The United Soccer League, a second-division circuit with 33 teams and growing, is moving closer to expanding into both the Washington and Baltimore markets.
In an interview Thursday, USL President Jake Edwards said the league is working closely with groups in both areas. D.C. United would own and operate a team in Loudoun County, Va., with a likely debut in spring 2019, while unspecified investors are aiming to build a stadium in greater Baltimore for a 2020 launch.
United made its ambitions clear a few years ago but didn’t begin seriously pursuing a USL team until the Audi Field project in Southwest D.C. came to fruition. Last month, United and Loudoun County announced they had reached agreement to build a 5,000-seat stadium for a second-tier team, plus training fields and offices on 54 acres at Leesburg’s Philip A. Bolen Memorial Park.
On Wednesday, the county’s board of supervisors voted in favor of advancing the proposal to a possible final vote next week.
“A few moving parts on this project for those guys, and so it’s taken some time,” Edwards said from his Tampa office. “I’m sure we’ll get something done. Bit of work to do yet, but it’s getting close.”
The sides will meet again soon, Edwards said, “and try to get everything wrapped up.”
MLS has approved United’s efforts to run a USL team, said Mark Abbott, MLS’s president and deputy commissioner. The USL has yet to approve the D.C. and Baltimore bids.
“For what they are trying to achieve, I think it will be a good facility for D.C. United and a good facility for Loudoun,” Edwards said. “We have to look at what’s right for division-two soccer and what makes sense for the USL. I applaud what they are doing and what they are trying to do. I think it’s going to be a very nice complex.”
Several years ago, Loudoun County was slated to land a second-flight team in the North American Soccer League, a USL competitor. But plans to launch Virginia Cavalry FC as part of a baseball-soccer initiative in Ashburn fell through.
Nine MLS clubs own USL teams. The main purpose is player development and integration of playing and coaching philosophies.
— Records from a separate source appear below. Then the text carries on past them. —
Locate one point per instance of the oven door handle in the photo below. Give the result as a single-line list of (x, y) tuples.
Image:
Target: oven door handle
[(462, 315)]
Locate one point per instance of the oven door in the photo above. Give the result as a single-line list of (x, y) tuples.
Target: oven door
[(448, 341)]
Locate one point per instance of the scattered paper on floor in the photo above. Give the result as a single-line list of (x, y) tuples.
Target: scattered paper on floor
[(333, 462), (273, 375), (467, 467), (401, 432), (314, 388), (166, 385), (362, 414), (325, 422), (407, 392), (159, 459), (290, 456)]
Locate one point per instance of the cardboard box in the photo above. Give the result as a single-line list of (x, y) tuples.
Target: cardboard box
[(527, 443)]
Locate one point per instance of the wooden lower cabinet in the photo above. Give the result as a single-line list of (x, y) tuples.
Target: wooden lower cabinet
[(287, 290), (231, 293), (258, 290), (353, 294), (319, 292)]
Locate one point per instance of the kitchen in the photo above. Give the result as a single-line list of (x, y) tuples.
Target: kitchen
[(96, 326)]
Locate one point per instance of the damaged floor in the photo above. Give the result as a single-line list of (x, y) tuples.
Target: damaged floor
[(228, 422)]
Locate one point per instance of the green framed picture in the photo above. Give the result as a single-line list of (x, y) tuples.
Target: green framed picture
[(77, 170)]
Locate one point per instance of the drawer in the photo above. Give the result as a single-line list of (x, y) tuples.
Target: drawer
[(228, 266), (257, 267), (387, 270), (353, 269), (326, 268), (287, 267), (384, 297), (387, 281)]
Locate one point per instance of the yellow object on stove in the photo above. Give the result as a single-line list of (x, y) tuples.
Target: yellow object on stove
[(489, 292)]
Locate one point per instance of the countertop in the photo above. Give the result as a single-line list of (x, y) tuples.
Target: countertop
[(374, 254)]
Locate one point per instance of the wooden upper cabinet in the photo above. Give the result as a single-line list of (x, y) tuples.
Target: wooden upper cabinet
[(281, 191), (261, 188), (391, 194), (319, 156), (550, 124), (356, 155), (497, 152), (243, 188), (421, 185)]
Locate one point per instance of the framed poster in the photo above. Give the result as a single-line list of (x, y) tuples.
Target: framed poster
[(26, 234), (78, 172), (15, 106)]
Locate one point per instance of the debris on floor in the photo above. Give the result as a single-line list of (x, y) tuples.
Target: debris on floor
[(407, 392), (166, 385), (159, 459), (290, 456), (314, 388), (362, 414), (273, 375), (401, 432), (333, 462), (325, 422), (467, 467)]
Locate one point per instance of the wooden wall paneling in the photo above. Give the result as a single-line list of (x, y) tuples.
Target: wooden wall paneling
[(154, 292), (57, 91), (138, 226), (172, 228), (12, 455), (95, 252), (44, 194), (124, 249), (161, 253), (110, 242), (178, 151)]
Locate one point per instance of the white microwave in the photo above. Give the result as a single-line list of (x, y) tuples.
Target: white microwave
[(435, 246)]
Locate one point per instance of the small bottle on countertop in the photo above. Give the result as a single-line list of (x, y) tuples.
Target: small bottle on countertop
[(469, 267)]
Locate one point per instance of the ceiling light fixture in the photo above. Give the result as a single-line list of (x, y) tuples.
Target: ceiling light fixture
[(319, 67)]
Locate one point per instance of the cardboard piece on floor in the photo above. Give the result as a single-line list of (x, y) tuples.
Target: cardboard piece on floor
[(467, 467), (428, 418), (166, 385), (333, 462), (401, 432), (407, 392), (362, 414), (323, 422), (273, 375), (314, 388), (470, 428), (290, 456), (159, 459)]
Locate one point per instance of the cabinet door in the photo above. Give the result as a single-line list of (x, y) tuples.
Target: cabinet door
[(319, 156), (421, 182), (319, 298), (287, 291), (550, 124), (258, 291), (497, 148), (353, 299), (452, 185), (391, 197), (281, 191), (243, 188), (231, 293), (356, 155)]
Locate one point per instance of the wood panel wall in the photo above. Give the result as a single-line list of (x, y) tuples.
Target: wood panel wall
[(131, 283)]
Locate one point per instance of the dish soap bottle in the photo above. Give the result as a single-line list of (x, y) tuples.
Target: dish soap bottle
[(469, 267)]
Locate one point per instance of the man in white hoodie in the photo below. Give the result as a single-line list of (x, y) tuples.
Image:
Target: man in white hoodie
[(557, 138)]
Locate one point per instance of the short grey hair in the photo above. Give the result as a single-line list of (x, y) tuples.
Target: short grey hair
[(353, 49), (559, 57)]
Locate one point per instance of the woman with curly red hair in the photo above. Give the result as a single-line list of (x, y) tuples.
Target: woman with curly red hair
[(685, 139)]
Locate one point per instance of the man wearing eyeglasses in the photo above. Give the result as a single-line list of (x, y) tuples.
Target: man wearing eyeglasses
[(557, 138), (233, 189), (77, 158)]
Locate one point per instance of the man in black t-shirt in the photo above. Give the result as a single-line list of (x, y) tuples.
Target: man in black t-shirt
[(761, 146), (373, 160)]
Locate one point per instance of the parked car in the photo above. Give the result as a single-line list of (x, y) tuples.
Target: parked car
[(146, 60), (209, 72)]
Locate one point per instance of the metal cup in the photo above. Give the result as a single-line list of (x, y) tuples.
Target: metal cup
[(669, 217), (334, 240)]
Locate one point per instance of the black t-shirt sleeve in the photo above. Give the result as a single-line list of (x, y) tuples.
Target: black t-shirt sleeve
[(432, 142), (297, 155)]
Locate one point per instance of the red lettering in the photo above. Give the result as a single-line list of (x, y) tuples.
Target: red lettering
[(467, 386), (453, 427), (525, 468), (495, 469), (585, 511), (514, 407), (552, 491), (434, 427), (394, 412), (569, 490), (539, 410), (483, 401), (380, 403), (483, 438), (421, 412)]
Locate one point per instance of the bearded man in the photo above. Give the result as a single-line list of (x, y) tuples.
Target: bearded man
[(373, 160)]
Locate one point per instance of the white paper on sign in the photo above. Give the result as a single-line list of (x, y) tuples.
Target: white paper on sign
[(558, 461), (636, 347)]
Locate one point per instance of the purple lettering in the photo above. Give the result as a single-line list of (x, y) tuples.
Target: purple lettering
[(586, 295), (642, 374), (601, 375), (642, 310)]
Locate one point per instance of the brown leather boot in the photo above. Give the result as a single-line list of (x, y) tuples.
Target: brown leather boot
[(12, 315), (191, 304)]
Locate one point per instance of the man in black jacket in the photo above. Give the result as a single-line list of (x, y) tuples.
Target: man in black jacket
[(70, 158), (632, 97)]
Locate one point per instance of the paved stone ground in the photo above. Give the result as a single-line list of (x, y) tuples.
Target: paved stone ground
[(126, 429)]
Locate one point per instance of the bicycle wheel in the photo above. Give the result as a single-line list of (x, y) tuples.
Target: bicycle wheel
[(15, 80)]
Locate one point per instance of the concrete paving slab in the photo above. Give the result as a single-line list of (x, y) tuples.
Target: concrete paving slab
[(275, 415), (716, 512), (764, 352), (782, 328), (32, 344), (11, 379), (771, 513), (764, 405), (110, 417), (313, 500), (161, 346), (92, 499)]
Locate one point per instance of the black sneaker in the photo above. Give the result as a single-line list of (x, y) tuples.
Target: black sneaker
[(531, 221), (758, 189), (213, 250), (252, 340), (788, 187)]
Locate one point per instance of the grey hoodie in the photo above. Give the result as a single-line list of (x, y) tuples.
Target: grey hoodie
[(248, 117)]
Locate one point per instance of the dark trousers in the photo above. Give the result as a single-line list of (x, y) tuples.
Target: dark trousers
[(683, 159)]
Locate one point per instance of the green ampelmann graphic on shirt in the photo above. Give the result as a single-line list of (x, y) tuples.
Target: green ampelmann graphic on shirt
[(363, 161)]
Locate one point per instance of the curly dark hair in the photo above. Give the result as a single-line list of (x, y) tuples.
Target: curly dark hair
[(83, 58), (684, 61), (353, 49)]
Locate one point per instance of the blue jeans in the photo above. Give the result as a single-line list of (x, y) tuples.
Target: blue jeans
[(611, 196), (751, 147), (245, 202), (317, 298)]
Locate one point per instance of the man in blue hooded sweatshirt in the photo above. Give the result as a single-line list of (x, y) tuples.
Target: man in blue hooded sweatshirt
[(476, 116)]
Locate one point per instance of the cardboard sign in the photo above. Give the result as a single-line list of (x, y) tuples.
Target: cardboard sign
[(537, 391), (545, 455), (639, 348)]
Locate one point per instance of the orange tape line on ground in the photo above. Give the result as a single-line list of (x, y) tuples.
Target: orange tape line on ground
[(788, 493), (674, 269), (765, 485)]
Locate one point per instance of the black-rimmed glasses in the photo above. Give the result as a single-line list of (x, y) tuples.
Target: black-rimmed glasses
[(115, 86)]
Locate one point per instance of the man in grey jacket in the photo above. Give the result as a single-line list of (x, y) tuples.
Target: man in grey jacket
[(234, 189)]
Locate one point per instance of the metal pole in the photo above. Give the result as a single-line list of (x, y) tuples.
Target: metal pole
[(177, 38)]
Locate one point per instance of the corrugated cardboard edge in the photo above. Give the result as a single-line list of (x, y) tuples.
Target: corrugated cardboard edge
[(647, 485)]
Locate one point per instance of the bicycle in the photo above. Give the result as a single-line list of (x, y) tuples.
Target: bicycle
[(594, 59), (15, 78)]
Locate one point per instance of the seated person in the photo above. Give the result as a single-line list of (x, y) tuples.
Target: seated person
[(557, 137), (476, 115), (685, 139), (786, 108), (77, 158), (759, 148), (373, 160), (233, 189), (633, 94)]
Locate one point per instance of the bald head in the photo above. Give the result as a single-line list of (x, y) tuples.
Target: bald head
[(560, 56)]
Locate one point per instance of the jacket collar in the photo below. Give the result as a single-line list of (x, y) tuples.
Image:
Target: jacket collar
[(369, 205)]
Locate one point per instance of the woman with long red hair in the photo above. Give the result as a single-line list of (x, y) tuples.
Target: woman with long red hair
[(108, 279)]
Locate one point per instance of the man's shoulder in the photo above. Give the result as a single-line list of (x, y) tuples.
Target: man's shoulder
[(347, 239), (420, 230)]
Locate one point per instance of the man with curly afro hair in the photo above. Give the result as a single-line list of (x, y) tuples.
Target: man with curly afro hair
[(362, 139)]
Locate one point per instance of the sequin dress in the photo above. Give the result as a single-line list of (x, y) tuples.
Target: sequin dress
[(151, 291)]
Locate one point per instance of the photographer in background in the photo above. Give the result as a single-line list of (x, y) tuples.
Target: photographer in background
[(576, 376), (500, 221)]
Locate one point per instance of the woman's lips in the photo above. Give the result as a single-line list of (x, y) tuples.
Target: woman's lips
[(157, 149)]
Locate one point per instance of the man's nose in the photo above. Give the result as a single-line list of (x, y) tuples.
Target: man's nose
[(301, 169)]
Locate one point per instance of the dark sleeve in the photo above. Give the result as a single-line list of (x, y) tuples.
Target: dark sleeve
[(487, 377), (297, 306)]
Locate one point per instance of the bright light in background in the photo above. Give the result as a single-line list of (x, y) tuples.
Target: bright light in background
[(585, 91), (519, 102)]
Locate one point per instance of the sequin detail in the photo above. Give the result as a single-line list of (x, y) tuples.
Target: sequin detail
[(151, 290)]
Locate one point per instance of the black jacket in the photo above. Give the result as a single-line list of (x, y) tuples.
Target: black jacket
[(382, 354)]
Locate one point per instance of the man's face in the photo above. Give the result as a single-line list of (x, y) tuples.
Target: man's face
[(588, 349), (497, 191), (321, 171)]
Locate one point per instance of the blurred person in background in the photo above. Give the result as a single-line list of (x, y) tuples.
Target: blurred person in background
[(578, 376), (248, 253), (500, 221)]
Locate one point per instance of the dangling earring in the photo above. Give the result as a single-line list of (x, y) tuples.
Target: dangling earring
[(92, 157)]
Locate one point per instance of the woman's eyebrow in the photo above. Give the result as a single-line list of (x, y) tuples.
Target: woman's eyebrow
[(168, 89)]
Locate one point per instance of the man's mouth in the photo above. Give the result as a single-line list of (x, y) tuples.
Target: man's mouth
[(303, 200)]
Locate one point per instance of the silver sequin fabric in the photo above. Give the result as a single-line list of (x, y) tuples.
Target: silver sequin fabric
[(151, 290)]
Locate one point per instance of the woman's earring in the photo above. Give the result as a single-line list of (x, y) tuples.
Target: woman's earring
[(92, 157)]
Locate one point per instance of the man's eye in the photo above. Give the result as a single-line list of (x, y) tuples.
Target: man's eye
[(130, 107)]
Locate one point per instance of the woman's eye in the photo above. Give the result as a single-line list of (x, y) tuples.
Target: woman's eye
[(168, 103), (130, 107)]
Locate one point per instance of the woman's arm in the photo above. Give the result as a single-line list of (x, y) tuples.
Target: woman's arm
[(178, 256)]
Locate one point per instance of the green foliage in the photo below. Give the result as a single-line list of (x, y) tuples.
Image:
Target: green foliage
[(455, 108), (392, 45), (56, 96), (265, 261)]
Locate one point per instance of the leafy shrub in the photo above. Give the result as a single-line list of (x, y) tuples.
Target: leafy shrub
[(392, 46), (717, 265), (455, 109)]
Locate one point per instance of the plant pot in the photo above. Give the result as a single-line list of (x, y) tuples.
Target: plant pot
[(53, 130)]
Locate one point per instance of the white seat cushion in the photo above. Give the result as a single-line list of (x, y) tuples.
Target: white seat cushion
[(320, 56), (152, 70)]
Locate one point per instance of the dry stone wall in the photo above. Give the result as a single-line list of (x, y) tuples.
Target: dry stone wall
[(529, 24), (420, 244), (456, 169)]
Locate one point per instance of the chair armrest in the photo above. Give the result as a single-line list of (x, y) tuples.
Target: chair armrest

It’s also an opportunity to expand an organization’s brand with the same colors or names, such as New York Red Bulls II and Real Monarchs (Real Salt Lake). In the Memorandum of Agreement with the county, United said it aims to incorporate “Loudoun” into the team name.
D.C. would also conduct daily training sessions at the complex for the first team, B team and youth academy, and move all player-related activities to Leesburg from the RFK Stadium campus. Front-office personnel, such as marketing and ticketing, will move into Audi Field in May or June, the team says.
If the Loudoun project is approved and the USL grants the team in time for 2019, United would cut ties after this season with its longtime second-division affiliates, the independently owned Richmond Kickers.
Richmond, founded in 1993, would then become a regional rival with United’s B team and, if Baltimore is approved, be part of a growing USL presence in the Mid-Atlantic region.
“We’re looking to see where the gaps are, what markets make sense and where they can have success from a business point of view,” Edwards said of the USL’s national footprint. “D.C. United has a big pull, but to have teams in Richmond, Baltimore and Northern Virginia, I think people will want to attend those games” between the teams.
Edwards is bullish on Baltimore, a market in the mold of Cincinnati and Sacramento, the USL’s most popular markets. He said the league continues to work with the ownership group, and the stadium remains the primary hurdle.
“They’re getting quite close to finalizing the stadium location and stadium plan to present us,” Edwards said. “That’s the last point, really. Once we’re comfortable with that and we’ve crossed that hurdle, then we’ll be able to make an announcement.”
Edwards described Baltimore’s stadium plan as “fairly substantial — not a small, pop-up stadium.” He declined to go into detail. Of the Charm City market, he added: “Baltimore has a huge passion for the game. They’re going to do really well. We just have to get the right stadium and the right location.”
The USL will expand to Fresno, Las Vegas, Nashville and Atlanta this year. In addition, North Carolina FC and Indy Eleven have migrated from the struggling NASL. Future expansion includes Memphis, Birmingham and Austin in 2019, plus Chicago and Oakland in future years.
Meantime, Abbott and Edwards said the USL and MLS have discussed extending the relationship. The current pact expires in December 2019.
“We have a very positive relationship with them and look forward to extending the agreement,” Abbott said. “It’s a productive and strategic element to our player development initiative” with MLS-run USL teams playing weekly in a competitive league.